Hjalmar Kreutzer / 21.04.2016

In Sachen Meinungsfreiheit stimme ich völlig zu. In einer Demokratie darf der Böhmermann das. Andererseits dient das ganze Gewese ja wohl dazu, laut hinauszutrompeten, wie toll hier die Meinugsfreiheit hochgehalten wird.
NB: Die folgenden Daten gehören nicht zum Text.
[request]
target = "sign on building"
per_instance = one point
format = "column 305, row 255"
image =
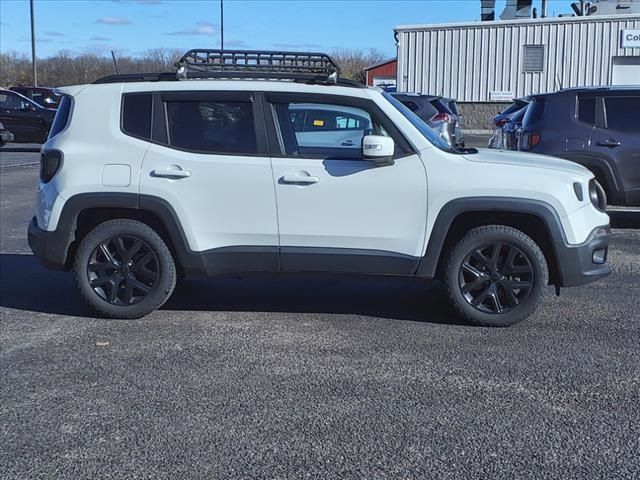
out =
column 630, row 39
Schade ist nur, dass wieder, wie zu Zeiten der DDR junge Menschen Angst um ihren Ausbildungsvertrag haben müssen, sollte man sie hier bei uns in der märkischen Provinz auf einer AfD-Veranstaltung auch nur als Zuschauer sehen.

Wolfgang Richter / 20.04.2016

Die vermeintliche Vordenkerin der deutschen Politik hat bezüglich Erdowahn den ersten dicken Lapsus gebracht, als sie sich auf die Reise nach Ankara begab, just während seines Wahlkampfes zu einer von ihm angesetzten Neuwahl zur Wiedererlangung der absoluten Mehrheit, die ihm vorher die Kurdenpartei HDP vermasselt hatte. Die Sonsoren der Kanzlerin und ihrer Berater hatten auch keinen Empfang für die Botschaft, daß der Sultan zum Diskreditieren dieser Volksgruppe und ihrer politischen Partei auch kein Problem damit hatte, seinen Krieg gegen die Kurden im eigenen Land wieder auf zu nehmen. Daß sich heute Bereiche mehrheitlich kurdisch bewohnter Städte in der Türkei von den Kriegsschäden her kaum von einigen Orten in Syrien unterscheiden, nimmt man hier regierungsseitig offenbar auch nicht mehr zur Kenntnis, weil man aus der Falle, die man sich unnötiger weise selbst gestellt hat, z. B. auch im Hinblick auf den Migranten-Pakt, nicht mehr ohne politische Nackenschläge raus kommt, vor allem auch, weil es zwar zunehmend dem Naturell unserer Kanzlerin entspricht, nach Tagesform aus dem hohlen Bauch heraus einen politischen Zick-Zack-Kurs hin zu legen, sie jedoch dabei der eigenen überzeugung nach offenbar davor gefeit ist, Fehler zu machen, die man dann auch mal zugeben könnte.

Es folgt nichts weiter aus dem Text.